Ah, the Christmas Pageant! Here’s the real story, surely. The narrator reads from Luke. Poor Mary is nine or ten months pregnant, balancing on a donkey, and some rude innkeeper won’t let them have a room. Well…Mary might have had a little more leeway. Luke 2:6 says that “while they were there, the days were completed for her to be delivered.” It wasn’t necessarily the night they rolled into town. They probably didn’t encounter an innkeeper—Luke doesn’t mention one—but a relative whose guest rooms were bulging with people traveling because of the feast and the census. The word translated “inn” usually meant a guest room, or living quarters. Joseph and Mary may have stayed in the stable area under the house, where the animals sheltered, and where there would have been a manger for animal feed. Oh, and where is Mary’s donkey mentioned? It’s not.
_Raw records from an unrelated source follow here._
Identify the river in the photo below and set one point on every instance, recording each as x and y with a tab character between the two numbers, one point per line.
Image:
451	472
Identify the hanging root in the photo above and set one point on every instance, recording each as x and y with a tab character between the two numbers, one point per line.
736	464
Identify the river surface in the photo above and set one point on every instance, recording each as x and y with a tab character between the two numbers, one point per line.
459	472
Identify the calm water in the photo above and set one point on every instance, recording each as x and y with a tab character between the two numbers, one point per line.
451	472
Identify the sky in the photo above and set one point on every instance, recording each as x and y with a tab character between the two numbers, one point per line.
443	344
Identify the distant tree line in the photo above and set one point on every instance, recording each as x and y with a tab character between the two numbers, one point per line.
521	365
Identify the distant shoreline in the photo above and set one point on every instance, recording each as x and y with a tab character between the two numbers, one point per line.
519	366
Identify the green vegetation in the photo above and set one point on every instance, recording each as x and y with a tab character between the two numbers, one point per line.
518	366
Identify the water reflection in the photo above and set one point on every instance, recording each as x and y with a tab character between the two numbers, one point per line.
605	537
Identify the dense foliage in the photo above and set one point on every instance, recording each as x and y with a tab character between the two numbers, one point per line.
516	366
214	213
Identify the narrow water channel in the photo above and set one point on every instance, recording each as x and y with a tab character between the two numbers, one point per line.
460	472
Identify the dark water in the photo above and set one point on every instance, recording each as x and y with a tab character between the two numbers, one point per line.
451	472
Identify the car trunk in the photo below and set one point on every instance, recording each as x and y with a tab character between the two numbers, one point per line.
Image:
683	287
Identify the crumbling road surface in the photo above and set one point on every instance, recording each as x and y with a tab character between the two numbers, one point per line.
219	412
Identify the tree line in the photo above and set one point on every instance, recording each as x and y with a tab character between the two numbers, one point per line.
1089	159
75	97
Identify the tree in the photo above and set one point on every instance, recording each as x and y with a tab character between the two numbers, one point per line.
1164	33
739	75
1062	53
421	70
But we get it right from there on, don’t we? We do have the shepherds watching over their flocks by night, and that fits with a September birth (but not December). The angels appear to the shepherds and sing…but wait, did you know that Scripture never says that angels sing? They announce, and praise God, and proclaim and say, but never sing. (If your Bible says “sing,” you have a ‘thought for thought’ translation, not a ‘word for word’.)

Finally, the Three Kings of the Orient follow the star, and give gifts to baby Jesus in the manger. This part of the story is in Matthew, not Luke. But, they were in fact wise men, or magi, not kings. We don’t know how many there were. It’s often pegged at three, because Scripture lists three gifts. The “star” they were following—for months, probably—was most likely the Shekinah glory of God, according to Dr. Dave Reagan. That’s the same light that guided the Israelites through the desert for forty years!

Read carefully and note that the magi visited the infant King in a house. Sometime after Jesus’ birth, when most of the visitors had cleared out, there was probably room for the little family to move in to the living quarters until the baby was old enough to travel (or flee to Egypt, as it turned out).

While I’m happy to enjoy the traditions and symbols that have become associated with Jesus’ birth over the centuries, I’m glad to have more accurate details available. I must admit I smile with satisfaction when my children put the little wise men and their camels clear across the room from the stable and the manger. It will take them a while to travel all that way, you see, and by then baby Jesus will be living in the house.